• Filippo D'agostini

Bitcoin ha sovra-performato Petrolio, S&P 500, NASDAQ e Oro nel 2021

Nonostante il crollo dei prezzi di fine anno scorso, bitcoin è riuscito comunque a chiudere il 2021 con un aumento di oltre il 60%. In quanto tale, ha sovra-performato tutte le altre principali classi di attività per il secondo anno consecutivo, rivela il rapporto di CoinGecko.


Bitcoin è al di sopra di altre classi di asset (di nuovo)

Il popolare aggregatore di dati crittografici ha condiviso il suo rapporto 2021 con Criptopotato, mettendo in evidenza l’anno ricco di eventi nello spazio delle risorse digitali. Sebbene gran parte dell’attenzione si sia concentrata su DeFi, memecoin e NFT, bitcoin ha comunque avuto un anno cruciale in termini di adozione e movimenti dei prezzi.

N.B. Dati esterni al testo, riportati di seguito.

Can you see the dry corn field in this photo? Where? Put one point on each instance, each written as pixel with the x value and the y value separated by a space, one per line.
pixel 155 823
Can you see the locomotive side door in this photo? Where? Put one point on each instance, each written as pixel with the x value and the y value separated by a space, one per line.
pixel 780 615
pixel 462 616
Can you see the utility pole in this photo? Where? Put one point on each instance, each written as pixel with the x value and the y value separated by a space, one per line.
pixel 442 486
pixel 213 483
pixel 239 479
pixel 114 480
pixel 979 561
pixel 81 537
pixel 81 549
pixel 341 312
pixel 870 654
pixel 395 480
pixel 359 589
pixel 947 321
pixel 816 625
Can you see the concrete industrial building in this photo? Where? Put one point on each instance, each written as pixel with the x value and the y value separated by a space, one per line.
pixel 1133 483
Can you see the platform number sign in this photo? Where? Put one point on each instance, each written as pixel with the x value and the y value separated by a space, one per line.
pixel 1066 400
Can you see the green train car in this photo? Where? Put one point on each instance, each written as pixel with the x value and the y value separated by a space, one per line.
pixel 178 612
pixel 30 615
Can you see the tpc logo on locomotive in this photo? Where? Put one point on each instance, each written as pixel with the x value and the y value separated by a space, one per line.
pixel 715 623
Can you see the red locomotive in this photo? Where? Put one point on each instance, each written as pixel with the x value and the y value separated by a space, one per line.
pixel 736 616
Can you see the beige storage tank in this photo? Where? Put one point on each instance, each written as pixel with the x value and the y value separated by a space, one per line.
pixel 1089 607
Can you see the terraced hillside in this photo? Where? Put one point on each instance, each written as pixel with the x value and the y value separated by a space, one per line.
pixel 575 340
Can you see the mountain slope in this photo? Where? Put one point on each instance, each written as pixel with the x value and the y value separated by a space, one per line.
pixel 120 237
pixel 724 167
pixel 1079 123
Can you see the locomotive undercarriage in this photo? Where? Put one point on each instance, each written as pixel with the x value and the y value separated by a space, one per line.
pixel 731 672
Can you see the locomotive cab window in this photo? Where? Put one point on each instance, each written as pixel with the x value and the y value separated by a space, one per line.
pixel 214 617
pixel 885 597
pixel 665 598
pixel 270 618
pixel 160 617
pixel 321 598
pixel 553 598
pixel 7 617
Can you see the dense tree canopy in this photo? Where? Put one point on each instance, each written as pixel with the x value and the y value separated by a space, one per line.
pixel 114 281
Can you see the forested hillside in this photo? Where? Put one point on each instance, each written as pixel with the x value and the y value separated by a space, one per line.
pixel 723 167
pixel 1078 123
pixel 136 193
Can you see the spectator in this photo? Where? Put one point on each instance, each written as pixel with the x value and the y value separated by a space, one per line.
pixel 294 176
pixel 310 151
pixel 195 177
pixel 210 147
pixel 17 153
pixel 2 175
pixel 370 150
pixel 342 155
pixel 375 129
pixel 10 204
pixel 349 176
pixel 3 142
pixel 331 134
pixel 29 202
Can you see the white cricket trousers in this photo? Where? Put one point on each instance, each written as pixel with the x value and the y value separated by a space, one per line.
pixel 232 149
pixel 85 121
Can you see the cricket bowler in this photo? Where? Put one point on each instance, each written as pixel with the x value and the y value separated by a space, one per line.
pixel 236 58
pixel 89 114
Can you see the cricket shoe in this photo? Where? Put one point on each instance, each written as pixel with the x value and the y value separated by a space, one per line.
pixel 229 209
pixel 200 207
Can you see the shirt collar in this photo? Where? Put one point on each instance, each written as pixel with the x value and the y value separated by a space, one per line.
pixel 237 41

L’asset ha iniziato il 2021 con una nota positiva, registrando frequentemente nuovi massimi storici prima che il (vecchio) divieto cinese di qualsiasi criptovaluta e l’espulsione dei minatori portassero una massiccia correzione a metà anno.

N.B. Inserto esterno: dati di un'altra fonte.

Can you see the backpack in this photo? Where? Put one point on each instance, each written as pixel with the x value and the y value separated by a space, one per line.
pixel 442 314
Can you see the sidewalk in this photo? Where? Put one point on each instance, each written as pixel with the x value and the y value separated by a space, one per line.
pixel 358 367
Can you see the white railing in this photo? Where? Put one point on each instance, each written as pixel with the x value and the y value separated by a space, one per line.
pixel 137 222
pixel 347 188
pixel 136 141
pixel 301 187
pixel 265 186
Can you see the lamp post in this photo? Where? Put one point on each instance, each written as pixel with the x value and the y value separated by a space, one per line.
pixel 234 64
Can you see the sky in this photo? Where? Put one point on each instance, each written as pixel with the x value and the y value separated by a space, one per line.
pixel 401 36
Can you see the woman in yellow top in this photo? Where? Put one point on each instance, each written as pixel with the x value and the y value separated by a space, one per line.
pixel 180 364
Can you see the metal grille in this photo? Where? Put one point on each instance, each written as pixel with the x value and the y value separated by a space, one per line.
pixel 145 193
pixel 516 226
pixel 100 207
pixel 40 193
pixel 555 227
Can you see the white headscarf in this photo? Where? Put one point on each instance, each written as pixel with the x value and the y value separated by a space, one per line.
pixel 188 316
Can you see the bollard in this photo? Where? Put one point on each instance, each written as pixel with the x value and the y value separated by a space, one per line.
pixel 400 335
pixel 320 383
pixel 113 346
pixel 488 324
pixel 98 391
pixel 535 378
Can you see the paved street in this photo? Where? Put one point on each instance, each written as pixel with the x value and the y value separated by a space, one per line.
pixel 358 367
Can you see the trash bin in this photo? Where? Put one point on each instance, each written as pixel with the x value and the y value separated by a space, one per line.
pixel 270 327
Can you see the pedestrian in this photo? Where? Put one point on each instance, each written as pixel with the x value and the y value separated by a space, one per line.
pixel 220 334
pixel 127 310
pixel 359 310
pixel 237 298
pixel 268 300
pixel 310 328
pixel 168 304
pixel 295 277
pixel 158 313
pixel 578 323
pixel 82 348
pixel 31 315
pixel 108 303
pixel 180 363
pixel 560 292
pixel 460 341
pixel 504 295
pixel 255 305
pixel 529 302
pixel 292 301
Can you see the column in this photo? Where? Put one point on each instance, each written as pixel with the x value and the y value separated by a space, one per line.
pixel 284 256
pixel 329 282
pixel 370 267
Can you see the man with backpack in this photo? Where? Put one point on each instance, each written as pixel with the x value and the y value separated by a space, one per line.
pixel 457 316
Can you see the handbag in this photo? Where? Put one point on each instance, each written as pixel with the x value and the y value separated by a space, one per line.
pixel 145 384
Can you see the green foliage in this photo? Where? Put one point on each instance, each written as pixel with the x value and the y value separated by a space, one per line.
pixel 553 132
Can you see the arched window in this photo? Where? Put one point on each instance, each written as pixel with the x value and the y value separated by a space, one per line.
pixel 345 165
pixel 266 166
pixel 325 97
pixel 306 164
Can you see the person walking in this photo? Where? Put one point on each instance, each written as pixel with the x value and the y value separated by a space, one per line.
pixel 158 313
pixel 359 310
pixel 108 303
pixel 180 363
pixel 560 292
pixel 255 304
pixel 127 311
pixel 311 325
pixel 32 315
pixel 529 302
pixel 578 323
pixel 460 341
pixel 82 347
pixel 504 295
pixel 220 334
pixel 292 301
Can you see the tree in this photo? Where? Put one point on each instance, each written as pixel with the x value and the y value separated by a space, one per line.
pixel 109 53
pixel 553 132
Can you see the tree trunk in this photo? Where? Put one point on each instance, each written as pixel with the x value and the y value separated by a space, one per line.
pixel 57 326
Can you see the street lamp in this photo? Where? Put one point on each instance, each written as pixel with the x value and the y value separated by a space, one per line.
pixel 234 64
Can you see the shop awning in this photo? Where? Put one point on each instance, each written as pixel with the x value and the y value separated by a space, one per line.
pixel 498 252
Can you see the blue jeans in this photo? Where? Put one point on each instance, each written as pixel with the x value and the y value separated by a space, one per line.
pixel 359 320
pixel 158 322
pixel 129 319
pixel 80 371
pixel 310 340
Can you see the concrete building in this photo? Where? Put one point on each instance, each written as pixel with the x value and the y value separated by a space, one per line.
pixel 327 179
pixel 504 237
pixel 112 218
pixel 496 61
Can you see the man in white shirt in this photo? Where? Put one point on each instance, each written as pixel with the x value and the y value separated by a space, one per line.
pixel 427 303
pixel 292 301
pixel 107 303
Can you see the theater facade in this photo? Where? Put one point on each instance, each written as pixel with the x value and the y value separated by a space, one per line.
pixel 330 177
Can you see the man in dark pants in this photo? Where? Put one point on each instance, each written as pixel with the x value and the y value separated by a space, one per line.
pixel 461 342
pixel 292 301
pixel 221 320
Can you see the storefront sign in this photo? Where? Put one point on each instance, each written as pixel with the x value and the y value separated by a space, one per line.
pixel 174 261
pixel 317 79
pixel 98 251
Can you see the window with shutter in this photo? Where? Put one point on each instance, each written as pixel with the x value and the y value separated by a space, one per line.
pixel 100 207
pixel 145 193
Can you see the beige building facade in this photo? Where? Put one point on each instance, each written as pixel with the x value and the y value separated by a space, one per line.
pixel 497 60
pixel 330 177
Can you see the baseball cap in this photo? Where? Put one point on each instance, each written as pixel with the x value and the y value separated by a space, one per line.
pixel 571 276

BTC ha ripreso la sua corsa al rialzo all’inizio del quarto trimestre e ha segnato un altro nuovo record che ora si attesta a $ 69.000 alla notizia che gli Stati Uniti hanno finalmente approvato il suo primo ETF Bitcoin, anche se era supportato da futures.


Tuttavia, da allora c'è stata per lo più una discesa poiché BTC ha perso più di $ 20.000 entro la fine dell’anno e ha chiuso a circa $ 48.000. Tuttavia, è comunque riuscita ad aumentare il suo valore in USD del 62% dall’inizio alla fine del 2021.

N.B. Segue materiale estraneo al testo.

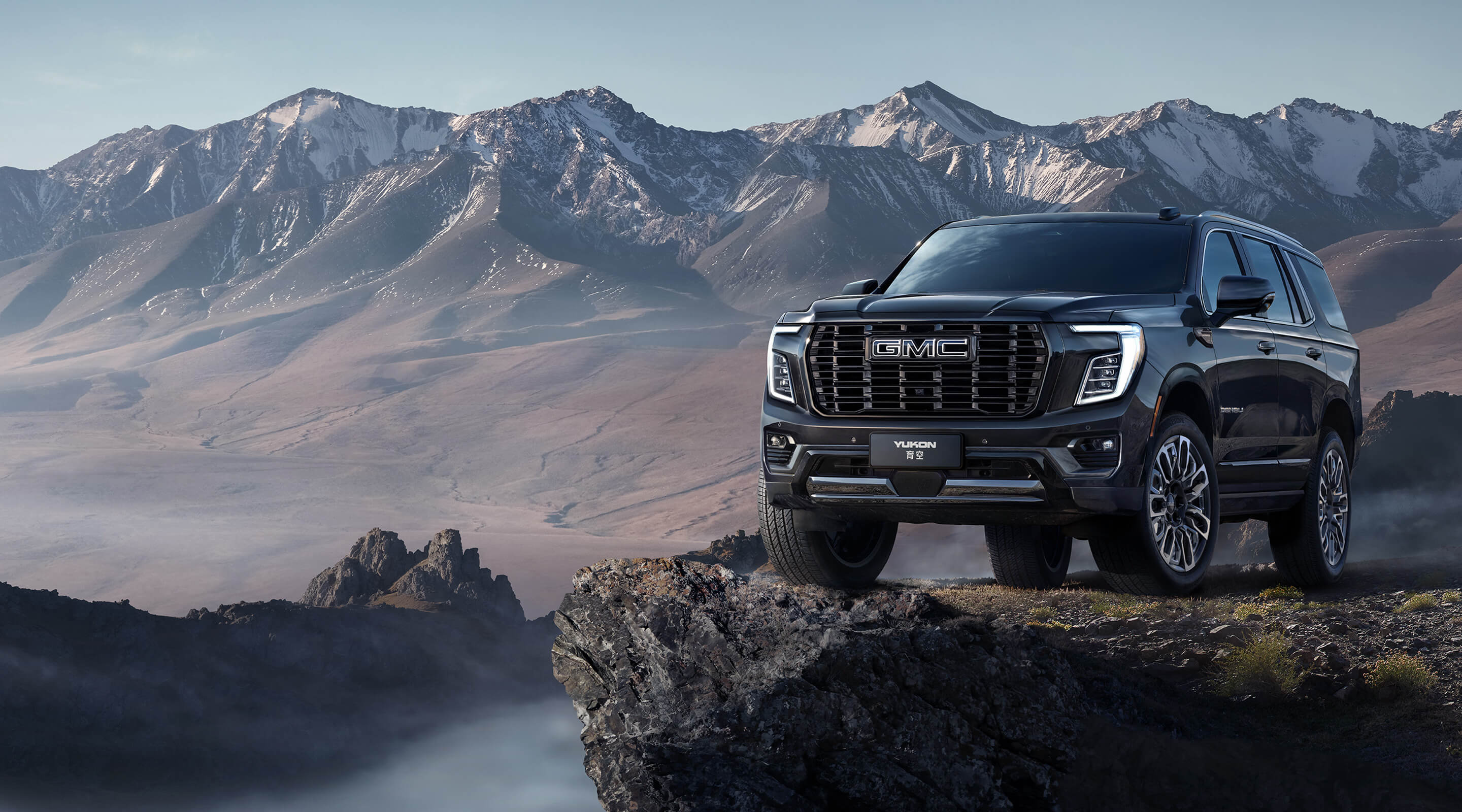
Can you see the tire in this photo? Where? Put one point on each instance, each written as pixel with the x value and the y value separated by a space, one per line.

Pertanto, CoinGecko ha osservato che la criptovaluta principale “ha sovraperformato tutte le principali classi di attività nel 2021 nonostante il suo rendimento relativamente basso”. L’asset più vicino al mondo finanziario tradizionale è stato il petrolio, che ha chiuso il 2021 con un incremento del 58%. L’S&P 500 è seguito con un aumento del 29%. Seguono il NASDAQ (23%) e il DXY (indice del dollaro USA – 6%).


È interessante notare che l’oro, considerato da molti come l’ultimo strumento di copertura in termini di incertezza economica, è diminuito del 6% nel corso del 2021.


Vale la pena notare che anche nel 2020 bitcoin ha sovraperformato tutte le altre classi di attività. All’epoca, il suo dominio era significativamente più alto, poiché il suo aumento annuale era del 281%, rispetto al 42% del NASDAQ e al 24% dell’oro.


La volatilità dell’hash rate

Come accennato in precedenza, l’anno scorso la Cina ha compiuto un ulteriore passo avanti nel divieto di criptovalute, vietando completamente qualsiasi attività mineraria. Essendo il paese con la quota maggiore dell’hash rate di BTC fino a quel punto, ciò ha avuto un impatto enorme e immediato sulla più grande rete blockchain del mondo.


La metrica è crollata di oltre il 60% in settimane, causando alcuni problemi momentanei come il rallentamento della creazione di nuovi blocchi. Tuttavia, i minatori hanno trovato rapidamente nuove case e il meccanismo di regolazione della difficoltà di mining ha fatto il suo lavoro, quindi la rete ha continuato a funzionare senza intoppi.


Inoltre, l’hash rate si è ripreso nei mesi successivi e alcune settimane fa ha persino segnato un nuovo massimo storico.


CoinGecko ha informato che i due paesi che sono aumentati di più in termini di quota di hash rate dopo l’esodo dalla Cina sono gli Stati Uniti e il Kazakistan. Il primo è ora responsabile di oltre il 35% dell’hash rate di BTC, mentre la percentuale del secondo è di 18%.